Merci Rodolphe, est-ce un trait de caractère rare dans le monde, mais l’exemple de ce couple, qui n’attend pas d’être assisté pour agir est si important. Dommage que les habitants de toutes nos « Grandes Villes » aient démontrés des comportements inciviques au possible. le nombre élevés de PV pour non-respect du confinement en est hélas une autre illustration.
Continuez, on vous suit. Ph
Bonjour, dans votre commentaire, vous ne parlez que des humains .Et les chiens de traineaux, vous en avez besoin pour vos excursions , vous n’en parlez pas. Ils sont quand même importants les animaux ,ne croyez-vous pas ?
Bonjour Sylvy, et merci de votre commentaire, auquel je réponds en tant qu’autrice du témoignage : comme indiqué dans l’introduction, j’habite et travaille en Laponie suédoise seulement six mois par an. Épidémie de covid-19 ou non, une telle organisation serait impossible si nous vivions avec des chiens de traîneau, qui ont besoin de soins toute l’année. Il n’y a donc aucun chiens sur notre site, à part les chiens de compagnie de certains membres de l’équipe (dont mon mari et moi !), qui nous suivent dans nos migrations.
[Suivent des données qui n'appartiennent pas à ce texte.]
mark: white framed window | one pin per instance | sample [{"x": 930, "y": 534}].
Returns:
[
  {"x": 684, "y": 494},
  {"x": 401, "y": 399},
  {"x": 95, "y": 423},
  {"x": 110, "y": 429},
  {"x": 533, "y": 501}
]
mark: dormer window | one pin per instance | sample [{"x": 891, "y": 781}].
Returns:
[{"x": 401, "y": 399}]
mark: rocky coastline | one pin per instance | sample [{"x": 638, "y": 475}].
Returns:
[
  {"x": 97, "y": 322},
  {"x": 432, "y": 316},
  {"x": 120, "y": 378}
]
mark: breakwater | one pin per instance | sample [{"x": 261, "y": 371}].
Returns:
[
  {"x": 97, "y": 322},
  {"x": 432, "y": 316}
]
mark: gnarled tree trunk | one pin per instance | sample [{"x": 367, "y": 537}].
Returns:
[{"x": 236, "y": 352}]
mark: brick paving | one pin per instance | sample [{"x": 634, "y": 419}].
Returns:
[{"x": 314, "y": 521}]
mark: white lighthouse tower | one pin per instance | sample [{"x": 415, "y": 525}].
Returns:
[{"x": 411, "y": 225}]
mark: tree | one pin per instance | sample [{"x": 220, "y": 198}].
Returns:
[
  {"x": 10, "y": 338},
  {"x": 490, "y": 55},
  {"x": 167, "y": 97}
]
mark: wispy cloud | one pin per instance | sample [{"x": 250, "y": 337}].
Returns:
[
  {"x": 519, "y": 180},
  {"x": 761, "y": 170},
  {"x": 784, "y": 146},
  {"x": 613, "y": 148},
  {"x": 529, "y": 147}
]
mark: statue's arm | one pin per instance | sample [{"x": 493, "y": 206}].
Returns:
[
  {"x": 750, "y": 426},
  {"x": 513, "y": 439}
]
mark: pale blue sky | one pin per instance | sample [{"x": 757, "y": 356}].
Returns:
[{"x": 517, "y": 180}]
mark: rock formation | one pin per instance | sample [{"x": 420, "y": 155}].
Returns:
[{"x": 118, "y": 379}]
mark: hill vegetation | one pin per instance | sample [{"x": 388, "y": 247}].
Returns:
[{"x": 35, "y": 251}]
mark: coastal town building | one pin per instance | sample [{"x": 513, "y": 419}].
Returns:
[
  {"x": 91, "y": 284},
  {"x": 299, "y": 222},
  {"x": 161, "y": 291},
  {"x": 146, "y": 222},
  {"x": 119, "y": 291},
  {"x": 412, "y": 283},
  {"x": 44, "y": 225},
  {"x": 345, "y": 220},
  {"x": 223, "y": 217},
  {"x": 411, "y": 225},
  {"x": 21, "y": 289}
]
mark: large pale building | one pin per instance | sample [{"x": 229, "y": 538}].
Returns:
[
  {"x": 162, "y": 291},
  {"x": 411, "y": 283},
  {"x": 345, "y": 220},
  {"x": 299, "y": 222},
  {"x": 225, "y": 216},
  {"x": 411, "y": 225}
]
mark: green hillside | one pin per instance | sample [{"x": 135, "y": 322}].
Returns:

Nous emmenons les personnes souhaitant faire du traîneau auprès d’un musher installé en Finlande toute l’année, et qui fait d’ailleurs également refuge pour animaux.
Une aventure qui me rappelle mon raid paris cap nord. En 1980
Les conditions similaires mais juste pour le raid
L aventure en moto !!!
9000 km en 15 jours sur des pistes et des autoroutes …..
Je suppose que vous connaissez Claude Bourguignon. J’ai retrouvé sa vidéo de 2005 qui m’avait impressionnée et ravivé un souvenir de mon père. A la minute 4 environ, il dit : « les écologistes, à l’heure actuelle se posent la question « A quel moment c’est l’humanité qui commencera à s’écrouler… » Et si nous y étions à ce moment, le début de l’écroulement de l’humanité ? Depuis tous ces virus, sras, grippe, sida et autres nouvelles maladies, j’y pense. Mon jardinier de père (95 ans) nous disait, alors que j’avais 10 ans (j’en ai 72) : « On va tuer tout le vivant avec tous ces nouveaux produits. » Il ne connaissait pas le mot pesticide et sa réflexion m’avait frappée et angoissée. Il avait tellement raison. S’il y a encore des possibilités de guérir la TERRE, c’est tout de suite et non dans X années… Malheureusement je n’ai aucune confiance en nos dirigeants de quelque bord qu’ils soient. C’est de la base que les choses doivent se faire, s’amplifier et faire trembler les têtes pensantes. Et c’est bien de la base que ça a commencé. Et j’espère que ce mouvement va s’amplifier au point de faire trembler nos têtes pensantes. Nous sommes notre sauvetage.